I suppose I could’ve edited the plist files to add a Disabled key, but I find running launchctl easier. I’m always worried that I’ll add an item at the wrong nesting level when I edit XML files.

I’m not going to rant against MacPaw for installing processes without telling me, because it’s entirely possible it did tell me and I didn’t pay attention. Either way, I shouldn’t get that unwanted notification again.

# Bite me

Earlier today, Gabe Weatherhead recommended a very powerful compact flashlight. It’s a nice product, I’m sure, but it’s missing one feature that I’ve come to find very important in a flashlight: biteability.

You know what I mean. You’re working in the dark and need both hands free. Where does your flashlight go? In your mouth, of course. And to keep it pointed in the right direction, you need to be able to grip it between your teeth, so a metal barrel is out of the question. For several years now, I’ve been using a Brinkmann 3-watt LED Armor Max flashlight that runs on 3 AAA batteries. It has a plastic body with a rubbery grip around the barrel that makes it very tooth-friendly. It’s nowhere near as bright as Gabe’s, but it’s always been more than bright enough for my needs.

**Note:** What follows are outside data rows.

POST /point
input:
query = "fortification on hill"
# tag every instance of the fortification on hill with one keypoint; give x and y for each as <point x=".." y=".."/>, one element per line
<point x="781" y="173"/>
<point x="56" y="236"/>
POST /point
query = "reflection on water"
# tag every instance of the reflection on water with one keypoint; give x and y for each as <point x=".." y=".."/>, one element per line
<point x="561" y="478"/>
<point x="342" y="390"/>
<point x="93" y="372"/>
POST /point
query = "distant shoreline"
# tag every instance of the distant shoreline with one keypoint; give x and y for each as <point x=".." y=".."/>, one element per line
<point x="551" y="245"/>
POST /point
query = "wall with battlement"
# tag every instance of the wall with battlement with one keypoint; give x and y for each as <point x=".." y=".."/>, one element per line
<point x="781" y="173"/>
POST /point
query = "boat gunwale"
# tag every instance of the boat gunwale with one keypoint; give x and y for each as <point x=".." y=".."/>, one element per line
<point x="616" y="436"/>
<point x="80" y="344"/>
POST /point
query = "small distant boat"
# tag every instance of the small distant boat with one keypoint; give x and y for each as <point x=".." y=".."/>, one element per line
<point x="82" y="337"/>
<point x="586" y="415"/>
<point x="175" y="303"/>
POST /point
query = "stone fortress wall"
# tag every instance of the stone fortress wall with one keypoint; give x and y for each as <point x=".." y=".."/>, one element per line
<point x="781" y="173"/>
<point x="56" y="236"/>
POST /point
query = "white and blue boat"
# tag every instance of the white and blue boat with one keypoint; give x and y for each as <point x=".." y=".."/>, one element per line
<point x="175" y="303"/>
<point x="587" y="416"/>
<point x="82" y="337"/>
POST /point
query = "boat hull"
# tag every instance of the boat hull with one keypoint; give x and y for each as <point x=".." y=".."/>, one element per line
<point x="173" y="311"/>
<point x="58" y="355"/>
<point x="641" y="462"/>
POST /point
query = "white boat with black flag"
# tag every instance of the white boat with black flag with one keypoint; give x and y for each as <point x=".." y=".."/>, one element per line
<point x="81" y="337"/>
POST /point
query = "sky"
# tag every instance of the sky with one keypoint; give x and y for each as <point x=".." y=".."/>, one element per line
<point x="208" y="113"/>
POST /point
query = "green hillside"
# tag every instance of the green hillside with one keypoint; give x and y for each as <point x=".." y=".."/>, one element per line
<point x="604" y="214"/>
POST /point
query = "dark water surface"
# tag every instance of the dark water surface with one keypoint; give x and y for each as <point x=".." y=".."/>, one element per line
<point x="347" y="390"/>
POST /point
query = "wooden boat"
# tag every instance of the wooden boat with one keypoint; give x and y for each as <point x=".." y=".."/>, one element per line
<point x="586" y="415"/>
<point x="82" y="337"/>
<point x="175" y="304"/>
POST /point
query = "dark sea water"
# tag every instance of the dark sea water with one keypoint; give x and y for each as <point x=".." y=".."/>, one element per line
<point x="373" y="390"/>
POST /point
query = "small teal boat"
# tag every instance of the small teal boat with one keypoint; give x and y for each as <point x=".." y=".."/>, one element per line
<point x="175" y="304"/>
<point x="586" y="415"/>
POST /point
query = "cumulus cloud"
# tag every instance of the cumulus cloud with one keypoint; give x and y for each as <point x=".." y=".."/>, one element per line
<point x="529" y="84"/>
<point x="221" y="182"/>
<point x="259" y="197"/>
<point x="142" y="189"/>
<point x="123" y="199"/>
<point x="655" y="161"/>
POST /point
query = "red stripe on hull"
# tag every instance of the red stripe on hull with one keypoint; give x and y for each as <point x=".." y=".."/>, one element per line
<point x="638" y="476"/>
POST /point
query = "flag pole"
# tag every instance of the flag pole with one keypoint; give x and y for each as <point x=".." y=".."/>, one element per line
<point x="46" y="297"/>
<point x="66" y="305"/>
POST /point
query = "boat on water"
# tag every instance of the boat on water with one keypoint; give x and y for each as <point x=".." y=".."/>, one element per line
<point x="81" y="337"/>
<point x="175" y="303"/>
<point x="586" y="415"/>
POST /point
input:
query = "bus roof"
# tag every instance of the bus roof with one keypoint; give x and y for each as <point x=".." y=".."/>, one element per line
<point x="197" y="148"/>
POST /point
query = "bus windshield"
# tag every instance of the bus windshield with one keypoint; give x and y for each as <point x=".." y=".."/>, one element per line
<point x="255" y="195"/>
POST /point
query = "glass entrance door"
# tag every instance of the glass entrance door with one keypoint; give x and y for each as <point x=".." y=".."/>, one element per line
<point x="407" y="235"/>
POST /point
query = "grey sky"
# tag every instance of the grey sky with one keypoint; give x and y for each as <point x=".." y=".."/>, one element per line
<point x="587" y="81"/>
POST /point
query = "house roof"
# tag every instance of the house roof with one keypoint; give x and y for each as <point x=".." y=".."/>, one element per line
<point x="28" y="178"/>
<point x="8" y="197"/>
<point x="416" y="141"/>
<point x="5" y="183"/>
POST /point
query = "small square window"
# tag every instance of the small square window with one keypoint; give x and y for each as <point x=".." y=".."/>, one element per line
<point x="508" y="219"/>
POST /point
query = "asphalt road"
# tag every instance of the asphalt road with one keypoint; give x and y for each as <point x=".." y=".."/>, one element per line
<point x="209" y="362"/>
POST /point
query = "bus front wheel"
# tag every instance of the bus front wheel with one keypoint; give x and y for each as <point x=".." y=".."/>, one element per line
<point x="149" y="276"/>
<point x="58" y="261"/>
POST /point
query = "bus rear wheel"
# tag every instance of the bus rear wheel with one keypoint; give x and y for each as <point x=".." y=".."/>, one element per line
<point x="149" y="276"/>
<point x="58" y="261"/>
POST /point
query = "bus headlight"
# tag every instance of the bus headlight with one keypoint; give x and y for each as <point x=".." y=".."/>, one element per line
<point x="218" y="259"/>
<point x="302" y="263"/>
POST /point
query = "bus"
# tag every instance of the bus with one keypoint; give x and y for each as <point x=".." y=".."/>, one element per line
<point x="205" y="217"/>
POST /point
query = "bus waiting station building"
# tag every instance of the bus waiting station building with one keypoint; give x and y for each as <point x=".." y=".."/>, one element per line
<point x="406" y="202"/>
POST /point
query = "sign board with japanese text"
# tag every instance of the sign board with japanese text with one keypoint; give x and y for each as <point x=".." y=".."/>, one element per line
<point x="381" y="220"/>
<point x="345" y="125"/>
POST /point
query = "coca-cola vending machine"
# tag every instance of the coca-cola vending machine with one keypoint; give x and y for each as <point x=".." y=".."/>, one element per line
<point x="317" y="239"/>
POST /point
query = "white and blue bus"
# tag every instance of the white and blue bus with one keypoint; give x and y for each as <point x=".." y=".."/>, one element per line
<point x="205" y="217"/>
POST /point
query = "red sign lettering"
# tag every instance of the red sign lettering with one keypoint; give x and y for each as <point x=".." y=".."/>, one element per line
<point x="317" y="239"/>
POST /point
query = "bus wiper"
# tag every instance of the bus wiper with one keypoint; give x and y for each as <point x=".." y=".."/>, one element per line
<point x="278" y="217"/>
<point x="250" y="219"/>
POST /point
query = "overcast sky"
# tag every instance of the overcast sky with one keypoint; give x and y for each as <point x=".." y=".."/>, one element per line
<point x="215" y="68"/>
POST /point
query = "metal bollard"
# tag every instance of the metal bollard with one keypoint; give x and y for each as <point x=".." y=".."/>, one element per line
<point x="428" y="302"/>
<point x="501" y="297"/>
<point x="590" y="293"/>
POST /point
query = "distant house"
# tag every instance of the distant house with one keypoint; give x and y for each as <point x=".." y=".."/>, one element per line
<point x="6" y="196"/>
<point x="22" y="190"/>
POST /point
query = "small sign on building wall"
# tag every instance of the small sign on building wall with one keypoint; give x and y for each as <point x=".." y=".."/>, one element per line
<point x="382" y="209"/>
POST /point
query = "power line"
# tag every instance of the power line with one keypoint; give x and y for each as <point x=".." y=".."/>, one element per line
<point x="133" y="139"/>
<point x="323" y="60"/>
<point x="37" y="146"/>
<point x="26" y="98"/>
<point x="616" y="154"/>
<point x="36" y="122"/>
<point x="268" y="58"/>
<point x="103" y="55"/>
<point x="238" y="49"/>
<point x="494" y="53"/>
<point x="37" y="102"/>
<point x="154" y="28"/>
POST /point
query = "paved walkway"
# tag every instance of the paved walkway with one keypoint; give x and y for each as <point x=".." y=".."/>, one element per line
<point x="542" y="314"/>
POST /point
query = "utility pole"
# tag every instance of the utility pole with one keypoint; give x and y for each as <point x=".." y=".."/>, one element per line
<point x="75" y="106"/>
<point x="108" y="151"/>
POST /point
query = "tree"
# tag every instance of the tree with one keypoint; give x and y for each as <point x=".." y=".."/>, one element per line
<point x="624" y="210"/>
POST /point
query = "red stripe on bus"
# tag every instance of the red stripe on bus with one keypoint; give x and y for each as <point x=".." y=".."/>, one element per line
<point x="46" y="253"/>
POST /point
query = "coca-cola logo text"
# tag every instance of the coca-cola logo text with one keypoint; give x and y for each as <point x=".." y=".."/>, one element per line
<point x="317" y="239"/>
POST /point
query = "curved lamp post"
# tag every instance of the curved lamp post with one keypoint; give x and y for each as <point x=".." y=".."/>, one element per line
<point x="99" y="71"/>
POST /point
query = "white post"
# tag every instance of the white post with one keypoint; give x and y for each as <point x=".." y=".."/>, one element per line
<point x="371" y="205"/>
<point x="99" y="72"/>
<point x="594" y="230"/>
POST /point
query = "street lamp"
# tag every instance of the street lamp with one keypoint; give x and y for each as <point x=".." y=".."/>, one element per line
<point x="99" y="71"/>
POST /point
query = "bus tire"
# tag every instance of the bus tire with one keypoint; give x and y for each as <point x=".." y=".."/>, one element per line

Yes, you can buy headband-mounted flashlights, but the great thing about this Brinkman is that it works perfectly well as a regular flashlight, and under normal circumstances you won’t look like a dork using it. And while you will look like a dork when you put it in your mouth, you only need to do that when there’s no one around to hold the flashlight for you and, therefore, no one around to see how dorky you look. Self-correcting!

I didn’t set out to find a biteable flashlight. I just happened to buy a Brinkmann because it was bright, compact, and water-resistant (O-rings seal the screw-on caps at either end) and learned later how helpful it was to have a flashlight I could hold comfortably in my teeth.